Bannon’s tactics now are to push for greater involvement by the laity in the Church, while pressing the idea that there is corruption – sexual, financial and political – among the bishops and in the Vatican. Like his use of the “drain the swamp” analogy, a phrase popular in the US among those campaigning to clean out corruption in Washington, and urging ordinary Catholics to “take back control”, his strategy is straight out of the populist playbook. While Bannon repeatedly talks about “lay leadership” in the Church, some suspect that this is code for seizing power and control of the assets.

Whatever his real motives, Bannon seems to relish talking up a sense of crisis and disarray in the Church under Francis’ reforming papacy. “The Pope is walking on a razor’s edge. If this continues, we are on the road to a major schism in the Church,” he told Edward Pentin, the Rome correspondent for the US-based National Catholic Register, who published a question and answer with Bannon on his website.

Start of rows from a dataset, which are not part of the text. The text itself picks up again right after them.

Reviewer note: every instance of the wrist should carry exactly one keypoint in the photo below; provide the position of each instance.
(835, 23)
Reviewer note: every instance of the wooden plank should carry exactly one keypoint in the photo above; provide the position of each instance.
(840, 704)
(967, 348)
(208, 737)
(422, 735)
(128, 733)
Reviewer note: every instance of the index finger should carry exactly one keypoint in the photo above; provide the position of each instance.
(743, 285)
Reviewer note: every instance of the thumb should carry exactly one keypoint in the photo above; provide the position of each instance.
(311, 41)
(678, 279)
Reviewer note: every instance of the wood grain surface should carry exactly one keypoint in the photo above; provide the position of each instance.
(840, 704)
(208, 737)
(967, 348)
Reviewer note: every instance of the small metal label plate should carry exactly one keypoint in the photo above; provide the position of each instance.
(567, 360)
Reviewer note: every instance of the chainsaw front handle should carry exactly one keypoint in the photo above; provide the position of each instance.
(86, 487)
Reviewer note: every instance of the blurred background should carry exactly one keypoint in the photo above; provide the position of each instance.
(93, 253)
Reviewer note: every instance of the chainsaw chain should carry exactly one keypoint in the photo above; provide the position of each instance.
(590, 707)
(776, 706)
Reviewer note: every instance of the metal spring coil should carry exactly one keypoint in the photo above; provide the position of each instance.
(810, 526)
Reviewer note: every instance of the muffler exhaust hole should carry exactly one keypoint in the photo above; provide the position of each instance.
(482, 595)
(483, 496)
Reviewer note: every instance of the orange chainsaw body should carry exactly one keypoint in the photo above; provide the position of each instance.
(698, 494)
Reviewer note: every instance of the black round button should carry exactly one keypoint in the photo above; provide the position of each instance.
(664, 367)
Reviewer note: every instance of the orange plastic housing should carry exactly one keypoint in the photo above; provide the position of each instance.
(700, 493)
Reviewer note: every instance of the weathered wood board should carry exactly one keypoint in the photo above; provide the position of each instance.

The Register is part of the Eternal Word Television Network, among the most hostile media to Francis. Bannon has regularly appeared across its platforms.

Bannon has correctly identified Pope Francis – whose commitment to applying the Gospel to the contemporary world through the promotion of Catholic Social Teaching, stinging critiques of unregulated capitalism, and passionate defence of the environment are forceful and eloquent – as one of the most coherent voices on the world stage against the rise of populist nationalism. In April 2016, the website Source Material reported that during a meeting with Salvini, Bannon advised him to attack the Pope, describing him as “The Enemy”.

But where now for Bannon? He is due in Italy again later this month and is still hoping to open his academy to defend Judaeo-Christian values. The plan had been to turn an old Carthusian monastery in Trisulti, 47 miles south-east of Rome, into a boot camp for culture warriors but that project has hit the buffers after the Italian government decided to revoke the €100,000-a-year lease due to non-payments and breach of the terms of the contract. It might have to be housed elsewhere.

Aside from bureaucratic headaches and deep internal divisions among his supporters, Bannon’s greatest obstacle remains Jorge Mario Bergoglio, the 82-year-old Pontiff, a seasoned campaigner who seeks to witness to the Gospel with a mixture of steel, passion and self-discipline. Such a commitment has helped Bergoglio see off various figures of power and authority over the years. Few will be betting against him this time.